Jdsk wrote: ↑6 Dec 2021, 6:24pm
What costs do you think that a systematic review would incur? It's mostly people's time.
Looking at the databases used in the 2016 review: PubMed is free, but Embase access is $1500/month, Scopus is price on application reported as $24,380/year for 1-25 users, and Compendex is price on application with no obvious public price.
And there seems to be a large amount of time available to argue about the subject which would be much better spent on evidence-based approaches.
Well, this is mission-critical, isn't it? If helmets were to be forced on cyclists, a lot of people would reduce or stop cycling, to the detriment of all cyclists and arguably the nation. So it gets some time. But maybe not as much as you think, given how fast some people type.

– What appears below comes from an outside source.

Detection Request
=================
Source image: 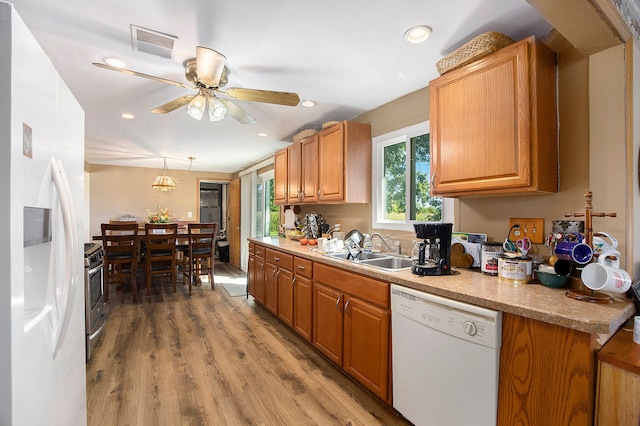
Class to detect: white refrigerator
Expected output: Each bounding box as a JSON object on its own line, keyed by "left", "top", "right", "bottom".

The evidence is not being collected any more. Few seem to care about the evidence now anyway. People have taken their positions for various reasons and entrenched, so it may no longer even be possible to collect good data without a lot of measures to reduce the risk of advocates telling data collectors what they they they want to hear, similar to what you have to do when surveying about sexual activities... and then both extremes will probably attack that methodology!
Goldacre and Spiegelhalter seem increasingly correct: "the current uncertainty [...] is unlikely to be substantially reduced by further research. [...] The enduring popularity of helmets [...may lie...] more with the cultural, psychological, and political aspects of popular debate around risk."
The cost of access to the literature is very low, and probably aero in a realistic study involving an academic partner.
Based on the numbers above, we seem to have different ideas of very low cost and I don't understand aero in that context.